Review 2116: The Unseen

I have to admit to buying The Unseen because of its cover. I’m glad I did, because before I was halfway through, I was ordering the second book in the Barrøy trilogy. Although I’m not reading the shortlist for the Booker International prize, this novel was shortlisted for it.

After reading much of Halldor Laxson’s Independent People under the belief that it was describing Icelandic life in Medieval times, only to find out it was set in the 20th century, I don’t make assumptions about the times in which novels are set anymore. The Unseen describes a similarly primitive existence, with not many hints to its timeframe, but I finally figured out it begins a few years before World War I.

Ingrid’s family lives on Barrøy, one in an archipelago of many small islands in northern Norway.
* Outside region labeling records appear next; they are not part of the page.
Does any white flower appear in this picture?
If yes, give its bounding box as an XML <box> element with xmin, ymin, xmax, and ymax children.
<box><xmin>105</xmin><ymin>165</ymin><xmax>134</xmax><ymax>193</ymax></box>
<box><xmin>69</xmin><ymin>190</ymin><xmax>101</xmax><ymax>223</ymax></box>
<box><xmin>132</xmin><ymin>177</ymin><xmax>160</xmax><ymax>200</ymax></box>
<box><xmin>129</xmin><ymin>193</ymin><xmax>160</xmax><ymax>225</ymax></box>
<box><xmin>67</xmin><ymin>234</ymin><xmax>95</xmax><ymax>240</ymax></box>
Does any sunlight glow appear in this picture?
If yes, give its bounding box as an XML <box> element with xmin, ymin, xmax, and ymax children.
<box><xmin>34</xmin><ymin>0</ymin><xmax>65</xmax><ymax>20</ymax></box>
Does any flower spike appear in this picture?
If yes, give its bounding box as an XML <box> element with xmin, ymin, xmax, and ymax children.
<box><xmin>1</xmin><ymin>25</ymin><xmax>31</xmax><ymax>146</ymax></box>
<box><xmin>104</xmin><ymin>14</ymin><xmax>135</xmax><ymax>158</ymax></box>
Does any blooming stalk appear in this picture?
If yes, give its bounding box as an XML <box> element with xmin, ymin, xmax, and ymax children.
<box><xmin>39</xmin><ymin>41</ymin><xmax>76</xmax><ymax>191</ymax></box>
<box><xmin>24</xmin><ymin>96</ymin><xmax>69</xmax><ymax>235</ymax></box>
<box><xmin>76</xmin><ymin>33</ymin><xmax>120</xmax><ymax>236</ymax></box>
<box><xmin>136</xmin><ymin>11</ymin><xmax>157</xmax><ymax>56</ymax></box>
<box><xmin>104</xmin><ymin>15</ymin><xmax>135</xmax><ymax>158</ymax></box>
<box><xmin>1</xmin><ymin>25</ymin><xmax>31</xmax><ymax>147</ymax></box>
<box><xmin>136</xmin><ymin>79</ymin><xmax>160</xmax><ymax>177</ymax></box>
Each island is occupied by one family, and although the islands are in sight of each other, visits are rare, so the family has to be fairly self-sufficient.

Ingrid’s father, Hans, works hard and dreams of a different life for his family. His immediate dream is for a quay to make it easier for boats to land, so that when Uncle Erling arrives with his large fishing boat each January to pick up Hans for the yearly fishing, he can get off the boat. The novel relates the everyday events of the family’s life—the four-month fishing trips, the haying and fish drying in summer, milking cows, moving livestock from one small island to another for grazing, collecting and cleaning down from the eider ducks. And the big events—births, deaths, expansions and contractions of the residents of the islands.

Written in spare, crystalline prose with an occasionally very dry humor, The Unseen is fascinating. I loved this novel. And here I am reading about islands again.